Ce qu'il faut dire c'est qu'à chaque fois qu'il prend le train, outre l'indéniable fait que c'est bel et bien le train qui le prend et non l'inverse, le voyageur lambda ne peut s'empêcher de songer qu'il aurait tout aussi bien pu en prendre un autre non ? De train. Impression nuisible très commune, probablement faussée par un manque de quelque chose en soi — devoir sortir tout nu dans la rue, souiller ses vêtements avant un rendez-vous, rester muet lors d'un examen que sais-je encore ? En l'occurrence, l'explication la plus plausible est celle des reflets. De ces renvois parallèles et impermanents tissés à l'horizontale entre les différents trains à l'arrêt, paisiblement assis sur les quais comme de bons chiens fidèles avant l'assaut. Dès avant le départ du train et son ébranlement physique, le voyageur lambda pressent l'ombre d'un doute, là, juste au-dessus de sa tête, remisé dans le porte-bagages avec ses affaires personnelles.
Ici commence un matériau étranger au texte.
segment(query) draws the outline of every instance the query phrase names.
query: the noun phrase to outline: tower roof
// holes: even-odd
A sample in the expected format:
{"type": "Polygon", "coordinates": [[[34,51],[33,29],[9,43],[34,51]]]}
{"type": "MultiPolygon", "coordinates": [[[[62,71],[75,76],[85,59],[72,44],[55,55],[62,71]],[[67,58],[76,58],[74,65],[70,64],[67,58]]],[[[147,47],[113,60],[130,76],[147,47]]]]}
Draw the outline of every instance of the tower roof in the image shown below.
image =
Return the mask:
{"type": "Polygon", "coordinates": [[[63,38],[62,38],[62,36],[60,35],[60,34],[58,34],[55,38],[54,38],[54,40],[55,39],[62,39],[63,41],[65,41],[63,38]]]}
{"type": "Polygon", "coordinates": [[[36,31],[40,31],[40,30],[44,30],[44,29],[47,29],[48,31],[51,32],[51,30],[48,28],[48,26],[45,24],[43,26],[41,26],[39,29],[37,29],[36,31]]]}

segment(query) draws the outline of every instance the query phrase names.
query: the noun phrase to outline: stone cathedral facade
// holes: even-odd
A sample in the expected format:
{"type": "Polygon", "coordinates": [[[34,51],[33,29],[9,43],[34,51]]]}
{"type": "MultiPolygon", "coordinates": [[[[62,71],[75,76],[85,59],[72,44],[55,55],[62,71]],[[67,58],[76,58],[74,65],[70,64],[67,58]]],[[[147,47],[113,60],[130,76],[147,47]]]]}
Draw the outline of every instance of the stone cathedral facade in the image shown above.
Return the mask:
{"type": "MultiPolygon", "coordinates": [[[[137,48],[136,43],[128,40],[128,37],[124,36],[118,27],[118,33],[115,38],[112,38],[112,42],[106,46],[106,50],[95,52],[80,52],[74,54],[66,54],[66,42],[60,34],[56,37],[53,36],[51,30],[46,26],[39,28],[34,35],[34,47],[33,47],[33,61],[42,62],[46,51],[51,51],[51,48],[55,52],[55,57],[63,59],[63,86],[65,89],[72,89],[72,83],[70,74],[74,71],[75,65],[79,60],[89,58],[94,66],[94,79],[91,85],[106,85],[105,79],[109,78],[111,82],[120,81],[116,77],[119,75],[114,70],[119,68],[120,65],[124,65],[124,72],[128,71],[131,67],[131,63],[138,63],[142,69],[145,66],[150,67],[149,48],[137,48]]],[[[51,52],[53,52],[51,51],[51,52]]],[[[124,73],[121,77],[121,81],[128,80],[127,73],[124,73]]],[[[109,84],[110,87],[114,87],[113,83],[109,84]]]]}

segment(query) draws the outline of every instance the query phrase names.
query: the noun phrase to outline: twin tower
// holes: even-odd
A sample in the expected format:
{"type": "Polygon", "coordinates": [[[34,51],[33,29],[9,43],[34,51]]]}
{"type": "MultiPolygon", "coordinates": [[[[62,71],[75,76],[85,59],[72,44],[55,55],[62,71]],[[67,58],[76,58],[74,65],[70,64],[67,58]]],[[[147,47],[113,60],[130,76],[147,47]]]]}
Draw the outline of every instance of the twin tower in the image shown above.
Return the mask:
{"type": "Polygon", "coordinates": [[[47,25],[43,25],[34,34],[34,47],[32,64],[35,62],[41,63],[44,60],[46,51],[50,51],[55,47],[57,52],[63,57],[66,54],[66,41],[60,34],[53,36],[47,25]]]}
Suis-je dans le bon train se demande-t-il immanquablement ? Suis-je dans la bonne voiture, à la bonne place, et mon cortex stupide est-il toujours au bon endroit ? Il en est pourtant sûr le voyageur. Il sait lire tout de même. Il a lu tous les panneaux, vu tous les signes depuis le hall de la gare et jusqu'à l'affichette jaune pâle portant le numéro de sa réservation. Il se souvient même qu'il a déjà pris ce train, déjà pris cette ligne à la même époque l'an passé. Mais c'est plus fort que lui. Le doute, est plus fort que tout de toute façon, mais c'est une autre histoire. Il n'y a donc plus, pour le rassurer, que les reflets statiques de cet autre train, de l'autre côté du quai, remplis de gens qui ne peuvent aller qu'ailleurs. Au moment où son train démarre, le voyageur se voit doucement partir dans le miroir parfait de l'autre train, qui bouge, et modifie la perception lente de ses reflets puisque, précisément, c'est lui qui part et non l'inverse. Le voyageur est toujours à quai. Le doute toujours au-dessus de sa tête. Le fait troublant est là qui demeure, suspendu telle une statue branlante au fronton d'une vieille église. Un autre train est toujours possible. Un autre voyage, un autre horizon. Une autre vie…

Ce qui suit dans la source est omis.